In terms of the distillation process, Fettercairn has a fairly ideal location, being located right next to one of the highest mountain ranges in Scotland. This ensures that the distillery has year-round access to the extremely fine water accumulating from rainfall and snow melt in the springs and lochs of the mountains, from which Fettercairn draws the water used in its distillation process. The distillery’s current production capacity stands at 1.6 million litres of pure alcohol a year.
The Pot Stills
Fettercairn uses four stills in the production of its whisky; two wash stills which have a capacity of 12,800 litres, and two spirit stills that also have a 12,800 litre capacity. Both the wash and spirit stills have a distinctive pear shape, with the base of the still having an extremely wide and rounded spherical lid and a gradually narrowing neck, which can be fitted with plates at different heights to alter the degree of distillation.
Additionally, the distillery uses an unconventional cooling process to lower the temperature of the spirit stills; cold water is simply run down the exterior of the stills.
Fettercairn used its own floor maltings until 1960, at which point it switched to sourcing their malt from an industrial site, the same as many other distilleries around that time. Fettercairn uses unpeated malt.
Fettercairn has an impressive fourteen dunnage warehouses on the distillery grounds, which have the capacity to house 32,000 casks of single malt. The distillery uses a mixture of sherry and American oak casks in its aging process.
Fettercairn is one of the oldest licensed distilleries in Scotland. It was founded in 1824 by Sir Alexander Ramsay, the owner of the estate on which the distillery is located. The distillery was originally named “Nethermill”, named after the converted mill building in which the distillery started operating. Sir Ramsay decided to found the distillery following the Customs and Excise Act of 1823, which drastically reduced the amount of taxation placed on whisky production.
The management of the distillery was placed in the hands of a Mr James Durie, who later acquired ownership of the distillery himself. Responsibility for the running of Fettercairn passed from generation to generation in the Durie family, with Mr Durie’s son, David Durie, taking on the distillery after his father passed away.
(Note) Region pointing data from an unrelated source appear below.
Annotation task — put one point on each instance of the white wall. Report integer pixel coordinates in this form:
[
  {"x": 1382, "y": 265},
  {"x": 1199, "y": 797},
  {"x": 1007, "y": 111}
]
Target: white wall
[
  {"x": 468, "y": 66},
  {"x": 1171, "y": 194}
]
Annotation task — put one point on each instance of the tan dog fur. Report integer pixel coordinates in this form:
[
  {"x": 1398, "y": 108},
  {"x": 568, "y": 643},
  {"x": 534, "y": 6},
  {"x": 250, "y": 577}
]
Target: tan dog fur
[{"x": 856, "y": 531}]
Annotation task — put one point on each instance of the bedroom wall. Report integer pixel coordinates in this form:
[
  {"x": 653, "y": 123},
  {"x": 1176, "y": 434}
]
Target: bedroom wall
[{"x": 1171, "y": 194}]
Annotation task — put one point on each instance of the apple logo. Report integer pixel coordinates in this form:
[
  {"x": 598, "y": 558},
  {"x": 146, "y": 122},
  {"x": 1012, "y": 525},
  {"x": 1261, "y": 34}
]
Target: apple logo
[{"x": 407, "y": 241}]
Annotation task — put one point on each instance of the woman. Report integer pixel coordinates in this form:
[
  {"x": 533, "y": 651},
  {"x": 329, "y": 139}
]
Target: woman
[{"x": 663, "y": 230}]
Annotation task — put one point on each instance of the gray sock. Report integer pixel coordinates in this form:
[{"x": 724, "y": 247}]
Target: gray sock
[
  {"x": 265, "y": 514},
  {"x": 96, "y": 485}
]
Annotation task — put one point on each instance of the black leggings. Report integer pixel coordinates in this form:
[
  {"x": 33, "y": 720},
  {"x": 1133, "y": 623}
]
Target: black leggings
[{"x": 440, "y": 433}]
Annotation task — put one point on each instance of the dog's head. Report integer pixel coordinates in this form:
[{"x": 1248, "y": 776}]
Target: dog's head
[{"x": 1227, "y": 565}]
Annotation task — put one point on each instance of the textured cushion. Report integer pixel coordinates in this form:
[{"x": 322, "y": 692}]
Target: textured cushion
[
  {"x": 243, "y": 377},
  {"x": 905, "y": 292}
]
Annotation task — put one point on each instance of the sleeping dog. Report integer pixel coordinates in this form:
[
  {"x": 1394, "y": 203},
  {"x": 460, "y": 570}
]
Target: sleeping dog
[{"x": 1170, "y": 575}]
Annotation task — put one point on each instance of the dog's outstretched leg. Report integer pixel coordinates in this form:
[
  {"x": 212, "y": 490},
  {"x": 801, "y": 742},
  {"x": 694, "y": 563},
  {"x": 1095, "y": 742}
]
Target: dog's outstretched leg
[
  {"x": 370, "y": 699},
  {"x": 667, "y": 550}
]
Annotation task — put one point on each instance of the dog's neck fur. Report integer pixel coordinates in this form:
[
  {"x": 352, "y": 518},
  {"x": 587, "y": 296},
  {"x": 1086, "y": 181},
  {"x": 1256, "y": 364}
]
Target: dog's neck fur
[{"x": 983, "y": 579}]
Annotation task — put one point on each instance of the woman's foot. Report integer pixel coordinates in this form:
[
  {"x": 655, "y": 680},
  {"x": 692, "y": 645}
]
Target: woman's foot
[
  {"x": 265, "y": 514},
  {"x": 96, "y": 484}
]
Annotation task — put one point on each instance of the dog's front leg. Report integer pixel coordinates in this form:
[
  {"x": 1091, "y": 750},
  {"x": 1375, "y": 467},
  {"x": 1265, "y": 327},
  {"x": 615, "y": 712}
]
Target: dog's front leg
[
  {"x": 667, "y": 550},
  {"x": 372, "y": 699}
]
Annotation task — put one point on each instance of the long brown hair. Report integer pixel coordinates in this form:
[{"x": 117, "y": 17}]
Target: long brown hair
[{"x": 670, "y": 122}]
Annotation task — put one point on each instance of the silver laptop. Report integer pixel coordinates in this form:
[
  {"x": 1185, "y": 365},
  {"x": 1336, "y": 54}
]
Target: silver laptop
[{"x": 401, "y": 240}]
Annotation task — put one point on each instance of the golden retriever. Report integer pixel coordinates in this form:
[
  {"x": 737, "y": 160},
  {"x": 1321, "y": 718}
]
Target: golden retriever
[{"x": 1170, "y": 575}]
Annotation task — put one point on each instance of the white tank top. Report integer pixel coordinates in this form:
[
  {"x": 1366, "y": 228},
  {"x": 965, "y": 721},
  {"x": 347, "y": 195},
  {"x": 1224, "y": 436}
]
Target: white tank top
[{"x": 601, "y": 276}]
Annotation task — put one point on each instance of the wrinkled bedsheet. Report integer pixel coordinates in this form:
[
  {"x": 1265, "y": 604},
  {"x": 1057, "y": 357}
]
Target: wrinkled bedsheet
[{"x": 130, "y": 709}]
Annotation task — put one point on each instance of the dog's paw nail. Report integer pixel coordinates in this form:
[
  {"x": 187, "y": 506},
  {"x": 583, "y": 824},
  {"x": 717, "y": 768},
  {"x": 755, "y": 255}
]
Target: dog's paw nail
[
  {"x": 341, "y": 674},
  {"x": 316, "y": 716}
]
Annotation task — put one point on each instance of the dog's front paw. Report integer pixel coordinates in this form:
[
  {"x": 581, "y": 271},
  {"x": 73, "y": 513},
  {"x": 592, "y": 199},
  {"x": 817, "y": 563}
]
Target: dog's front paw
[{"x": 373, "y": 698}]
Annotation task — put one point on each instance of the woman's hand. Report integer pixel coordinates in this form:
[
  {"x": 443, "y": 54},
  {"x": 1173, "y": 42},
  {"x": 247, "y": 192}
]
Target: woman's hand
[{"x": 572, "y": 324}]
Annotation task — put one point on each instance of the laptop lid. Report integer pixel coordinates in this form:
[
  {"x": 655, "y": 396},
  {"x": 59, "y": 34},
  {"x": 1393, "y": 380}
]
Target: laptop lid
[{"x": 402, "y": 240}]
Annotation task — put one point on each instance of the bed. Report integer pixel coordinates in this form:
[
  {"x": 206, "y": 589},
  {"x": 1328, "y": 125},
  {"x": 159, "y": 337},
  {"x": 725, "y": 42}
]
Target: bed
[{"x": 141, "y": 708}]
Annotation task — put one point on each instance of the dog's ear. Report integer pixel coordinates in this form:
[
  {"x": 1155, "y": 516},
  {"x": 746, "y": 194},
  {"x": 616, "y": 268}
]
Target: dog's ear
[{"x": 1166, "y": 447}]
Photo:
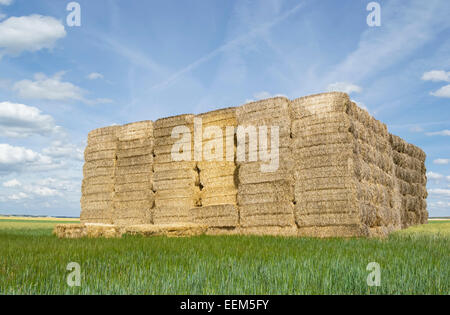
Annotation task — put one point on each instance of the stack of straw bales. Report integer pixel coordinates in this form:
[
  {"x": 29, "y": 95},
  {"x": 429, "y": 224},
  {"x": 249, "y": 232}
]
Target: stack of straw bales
[
  {"x": 99, "y": 176},
  {"x": 410, "y": 181},
  {"x": 217, "y": 171},
  {"x": 266, "y": 199},
  {"x": 176, "y": 182},
  {"x": 340, "y": 173},
  {"x": 134, "y": 196}
]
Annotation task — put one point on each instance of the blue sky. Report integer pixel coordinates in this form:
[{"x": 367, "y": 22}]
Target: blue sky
[{"x": 138, "y": 60}]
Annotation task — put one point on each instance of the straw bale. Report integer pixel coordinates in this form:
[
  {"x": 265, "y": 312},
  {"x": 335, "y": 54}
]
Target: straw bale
[
  {"x": 136, "y": 130},
  {"x": 142, "y": 160},
  {"x": 169, "y": 230},
  {"x": 327, "y": 219},
  {"x": 173, "y": 121},
  {"x": 102, "y": 146},
  {"x": 179, "y": 202},
  {"x": 135, "y": 152},
  {"x": 333, "y": 231},
  {"x": 267, "y": 220},
  {"x": 96, "y": 189},
  {"x": 144, "y": 177},
  {"x": 134, "y": 195},
  {"x": 162, "y": 167},
  {"x": 178, "y": 193},
  {"x": 99, "y": 180},
  {"x": 166, "y": 215},
  {"x": 216, "y": 216},
  {"x": 175, "y": 174},
  {"x": 174, "y": 184},
  {"x": 218, "y": 200},
  {"x": 130, "y": 187},
  {"x": 285, "y": 231},
  {"x": 100, "y": 155},
  {"x": 70, "y": 230},
  {"x": 321, "y": 139}
]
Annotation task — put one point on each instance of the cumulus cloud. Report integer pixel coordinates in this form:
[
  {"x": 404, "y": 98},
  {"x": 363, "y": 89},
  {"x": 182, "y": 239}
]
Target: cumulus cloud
[
  {"x": 445, "y": 132},
  {"x": 12, "y": 183},
  {"x": 19, "y": 196},
  {"x": 441, "y": 161},
  {"x": 442, "y": 92},
  {"x": 434, "y": 176},
  {"x": 436, "y": 76},
  {"x": 53, "y": 89},
  {"x": 95, "y": 76},
  {"x": 345, "y": 87},
  {"x": 60, "y": 149},
  {"x": 19, "y": 120},
  {"x": 13, "y": 158},
  {"x": 29, "y": 33},
  {"x": 45, "y": 88}
]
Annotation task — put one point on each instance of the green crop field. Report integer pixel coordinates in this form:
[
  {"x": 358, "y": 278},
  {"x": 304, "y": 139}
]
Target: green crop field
[{"x": 33, "y": 261}]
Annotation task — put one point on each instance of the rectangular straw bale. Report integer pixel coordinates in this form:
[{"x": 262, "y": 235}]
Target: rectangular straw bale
[
  {"x": 100, "y": 155},
  {"x": 178, "y": 193},
  {"x": 144, "y": 178},
  {"x": 136, "y": 130},
  {"x": 175, "y": 174},
  {"x": 180, "y": 202},
  {"x": 162, "y": 167},
  {"x": 167, "y": 215},
  {"x": 146, "y": 161},
  {"x": 185, "y": 183},
  {"x": 216, "y": 216},
  {"x": 218, "y": 200},
  {"x": 130, "y": 187}
]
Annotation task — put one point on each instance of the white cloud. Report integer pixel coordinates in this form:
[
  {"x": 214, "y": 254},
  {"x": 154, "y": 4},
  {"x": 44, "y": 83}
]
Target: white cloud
[
  {"x": 12, "y": 183},
  {"x": 59, "y": 149},
  {"x": 19, "y": 120},
  {"x": 442, "y": 92},
  {"x": 345, "y": 87},
  {"x": 29, "y": 33},
  {"x": 441, "y": 161},
  {"x": 445, "y": 132},
  {"x": 19, "y": 196},
  {"x": 440, "y": 191},
  {"x": 45, "y": 88},
  {"x": 95, "y": 76},
  {"x": 12, "y": 157},
  {"x": 42, "y": 191},
  {"x": 416, "y": 129},
  {"x": 434, "y": 176},
  {"x": 436, "y": 76},
  {"x": 53, "y": 89}
]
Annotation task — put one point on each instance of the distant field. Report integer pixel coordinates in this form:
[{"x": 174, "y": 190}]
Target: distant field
[{"x": 33, "y": 261}]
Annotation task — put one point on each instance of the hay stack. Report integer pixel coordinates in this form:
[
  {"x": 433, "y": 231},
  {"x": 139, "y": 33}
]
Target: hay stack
[
  {"x": 217, "y": 171},
  {"x": 410, "y": 181},
  {"x": 176, "y": 182},
  {"x": 99, "y": 173},
  {"x": 265, "y": 199},
  {"x": 134, "y": 197},
  {"x": 325, "y": 197}
]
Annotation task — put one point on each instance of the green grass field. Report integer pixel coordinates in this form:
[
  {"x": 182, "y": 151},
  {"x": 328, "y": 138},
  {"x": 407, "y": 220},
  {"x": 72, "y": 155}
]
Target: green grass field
[{"x": 33, "y": 261}]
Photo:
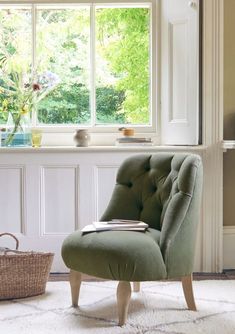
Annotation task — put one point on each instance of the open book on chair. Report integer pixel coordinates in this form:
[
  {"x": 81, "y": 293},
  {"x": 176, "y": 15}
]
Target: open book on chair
[{"x": 116, "y": 225}]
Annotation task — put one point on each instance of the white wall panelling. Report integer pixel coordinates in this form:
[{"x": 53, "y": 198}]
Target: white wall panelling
[
  {"x": 59, "y": 199},
  {"x": 229, "y": 247},
  {"x": 104, "y": 177},
  {"x": 179, "y": 72},
  {"x": 12, "y": 198},
  {"x": 66, "y": 189}
]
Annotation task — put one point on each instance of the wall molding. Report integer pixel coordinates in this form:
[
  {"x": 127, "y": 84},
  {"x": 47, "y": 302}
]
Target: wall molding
[
  {"x": 22, "y": 181},
  {"x": 42, "y": 220},
  {"x": 229, "y": 247},
  {"x": 212, "y": 96}
]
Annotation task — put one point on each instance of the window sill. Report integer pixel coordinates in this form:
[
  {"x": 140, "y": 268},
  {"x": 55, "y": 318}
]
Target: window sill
[{"x": 93, "y": 149}]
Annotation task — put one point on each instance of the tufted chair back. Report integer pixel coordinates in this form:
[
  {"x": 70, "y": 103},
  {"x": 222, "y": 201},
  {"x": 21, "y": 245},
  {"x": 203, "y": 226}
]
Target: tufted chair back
[{"x": 164, "y": 191}]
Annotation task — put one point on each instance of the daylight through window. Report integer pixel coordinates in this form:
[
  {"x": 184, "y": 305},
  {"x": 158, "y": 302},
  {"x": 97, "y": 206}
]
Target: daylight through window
[{"x": 91, "y": 64}]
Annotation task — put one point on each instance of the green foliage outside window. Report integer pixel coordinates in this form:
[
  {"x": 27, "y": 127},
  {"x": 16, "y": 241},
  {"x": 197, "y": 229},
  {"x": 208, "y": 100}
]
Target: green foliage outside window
[{"x": 63, "y": 48}]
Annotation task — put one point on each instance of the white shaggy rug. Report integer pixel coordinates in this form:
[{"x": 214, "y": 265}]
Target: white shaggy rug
[{"x": 159, "y": 308}]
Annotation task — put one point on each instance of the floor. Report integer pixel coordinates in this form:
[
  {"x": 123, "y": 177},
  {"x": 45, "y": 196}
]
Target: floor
[{"x": 225, "y": 275}]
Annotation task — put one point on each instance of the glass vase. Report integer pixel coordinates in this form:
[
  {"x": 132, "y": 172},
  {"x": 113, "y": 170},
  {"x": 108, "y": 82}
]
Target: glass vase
[{"x": 17, "y": 132}]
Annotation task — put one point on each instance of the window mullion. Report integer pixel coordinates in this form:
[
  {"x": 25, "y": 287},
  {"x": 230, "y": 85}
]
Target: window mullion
[
  {"x": 34, "y": 22},
  {"x": 92, "y": 66}
]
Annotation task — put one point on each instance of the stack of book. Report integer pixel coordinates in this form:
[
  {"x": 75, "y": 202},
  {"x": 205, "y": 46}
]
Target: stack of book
[
  {"x": 133, "y": 141},
  {"x": 116, "y": 225}
]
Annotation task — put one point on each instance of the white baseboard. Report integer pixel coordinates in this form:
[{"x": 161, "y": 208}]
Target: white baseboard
[{"x": 229, "y": 247}]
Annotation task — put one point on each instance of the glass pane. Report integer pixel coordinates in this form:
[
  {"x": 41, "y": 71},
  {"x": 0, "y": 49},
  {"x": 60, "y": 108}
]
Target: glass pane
[
  {"x": 15, "y": 60},
  {"x": 122, "y": 65},
  {"x": 63, "y": 47}
]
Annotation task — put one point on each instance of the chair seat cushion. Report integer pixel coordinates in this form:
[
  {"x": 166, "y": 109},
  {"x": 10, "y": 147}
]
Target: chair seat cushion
[{"x": 116, "y": 255}]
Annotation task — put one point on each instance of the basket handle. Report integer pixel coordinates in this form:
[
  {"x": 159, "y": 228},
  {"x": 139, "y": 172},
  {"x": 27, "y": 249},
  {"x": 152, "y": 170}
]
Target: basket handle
[{"x": 14, "y": 237}]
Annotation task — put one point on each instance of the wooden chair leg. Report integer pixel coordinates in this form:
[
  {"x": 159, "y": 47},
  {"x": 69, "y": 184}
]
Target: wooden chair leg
[
  {"x": 136, "y": 286},
  {"x": 188, "y": 292},
  {"x": 75, "y": 279},
  {"x": 123, "y": 301}
]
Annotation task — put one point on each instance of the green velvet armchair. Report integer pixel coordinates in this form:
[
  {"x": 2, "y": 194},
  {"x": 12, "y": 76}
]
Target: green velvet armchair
[{"x": 163, "y": 190}]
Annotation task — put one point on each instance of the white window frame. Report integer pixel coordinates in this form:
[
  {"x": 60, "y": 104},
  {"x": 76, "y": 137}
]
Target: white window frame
[{"x": 107, "y": 132}]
In 1887, a fire raged through the distillery, destroying the vast majority of the equipment. The distillery had to close for the next three years for a complete refurbishment in order for the distillery to return to the level of functioning capacity needed for production, which basically involved rebuilding the entire facility. After its triumphant re-opening in 1890, the next few decades were extremely quiet at Fettercairn, eventually resulting in the closure of the distillery in 1926. Fettercairn remained inactive until 1939, when it was acquired by Associated Scottish Distillers Ltd, a subsidy of the American-owned Train and McIntyre. Production resumed immediately under the new ownership, and Fettercairn enjoyed the next few decades in a state of quiet productivity. During the 1960s the distillery experienced a boom in production, and the number of stills was expanded from two to four, raising Fettercairn’s capacity to its modern-day level. The 1970s proved a tumultuous decade for the distillery, with it changing hands multiple times as a result of various corporate mergers, eventually falling into the possession of Whyte & MacKay. During this time, Fettercairn remained one of the only active distilleries in the Eastern Highlands, many of its peers having closed due to the harsh economic climate of the 1980s.
Most recently, the history of the distillery took another turn when Whyte & MacKay were bought out by the Indian business tycoon Vijay Mallya. In the wake of the 2008 credit crunch, Mallya decided that the brand would be more successful if it marketed itself as more “luxurious”, leading to the introduction of a 24 year old, 30-year old and 40-year old series to the Fettercairn bottling portfolio.
Fettercairn’s visitor centre was opened in 1989, and offers the opportunity to tour the distillery.